You know what they say; all good things come to an end. And that really is the case when looking at Usain Bolt. The sprinter ran his final 100m last weekend, and signed off with a win in front of a packed home crowd in Jamaica. The night, as you might imagine, was an emotional one for all involved.
Bolt is set to retire in August after the World Championships in London, and it’s fair to say athletics will miss him. I mean, it’s fair to say we’ll all miss him. The 30-year-old is a showman, a real character – and above all, a damn good athlete. It’s easy to forget just how good the star has been throughout his career.
Ever since he was awarded the IAAF Rising Star award in 2002, Bolt has gone on to dominate in almost every category he’s been involved in. The gifted runner will mainly be remembered for his Olympic achievements, of which there are many. But he’s done so much more for the sport, on and off the track.
We shouldn’t move on too quickly, though. Bolt, who is the first person to hold both the modern 100m and 200m world records, is still competing. The man is still at the top, and is still winning. So as he nears the end of his career, let’s take a quick look at why he’s been able to dominate for so long.

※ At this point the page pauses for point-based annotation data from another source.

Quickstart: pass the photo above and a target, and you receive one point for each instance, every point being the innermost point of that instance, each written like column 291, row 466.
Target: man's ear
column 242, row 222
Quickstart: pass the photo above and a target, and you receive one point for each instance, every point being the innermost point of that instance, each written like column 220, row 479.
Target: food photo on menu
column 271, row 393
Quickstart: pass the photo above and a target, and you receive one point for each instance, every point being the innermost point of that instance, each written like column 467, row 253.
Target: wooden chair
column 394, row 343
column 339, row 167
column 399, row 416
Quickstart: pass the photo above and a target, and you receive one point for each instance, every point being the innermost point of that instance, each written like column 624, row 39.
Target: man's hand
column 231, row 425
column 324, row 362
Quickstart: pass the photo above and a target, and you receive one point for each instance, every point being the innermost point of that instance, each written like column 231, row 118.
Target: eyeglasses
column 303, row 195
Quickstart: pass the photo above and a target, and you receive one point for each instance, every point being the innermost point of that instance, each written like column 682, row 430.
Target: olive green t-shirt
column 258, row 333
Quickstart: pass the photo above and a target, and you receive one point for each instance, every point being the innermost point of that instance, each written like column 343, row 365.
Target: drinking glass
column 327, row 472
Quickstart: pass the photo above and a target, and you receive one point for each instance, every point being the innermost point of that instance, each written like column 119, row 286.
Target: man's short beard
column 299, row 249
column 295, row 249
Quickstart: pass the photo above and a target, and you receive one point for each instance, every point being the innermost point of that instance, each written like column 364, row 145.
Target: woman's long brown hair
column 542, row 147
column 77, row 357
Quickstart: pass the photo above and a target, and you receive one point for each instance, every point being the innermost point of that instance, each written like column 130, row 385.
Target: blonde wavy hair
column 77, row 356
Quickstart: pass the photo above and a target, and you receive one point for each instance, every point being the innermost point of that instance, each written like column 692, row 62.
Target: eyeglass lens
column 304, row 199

Bolt’s relaxed demeanor is not just for show. It’s the result of being plagued by pre-race nerves in his early teens – before taking 200m gold at the 2002 World Junior Championships, the Jamaican was so nervous that he put his shoes on the wrong feet. After the race, he vowed to never let nerves affect his performance again. “I’ve learned over the years that if you start thinking about the race, it stresses you out a little bit. I just try to relax,” he says.
Criticised early on in his career for having poor technique, Bolt has done a lot of work to improve on his running posture – of which an effective knee drive is a key component. Sled pulls help to forge a powerful movement, while cable knee drives and hanging leg raises give him flexibility in the hip flexors, contributing to his high, ranging stride.
When he stands on the start line, Bolt is head and shoulders above the competition, both literally and metaphorically. At 6ft 5inches, his long limbs allow him to eat up the track in record time. Research published in the Journal of Sports Sciences has supported the claim that Bolt’s height gives him an advantage, by revealing that taller, leaner athletes have the edge over their bulkier counterparts.
Bolt’s coach, Glen Mills, sees strength training as essential to maintaining power and reducing the risk of injury. Bolt’s boulder-shoulders are the direct result of compound exercises with a barbell, which build both strength and endurance, giving him the upper body power needed to drive over the line.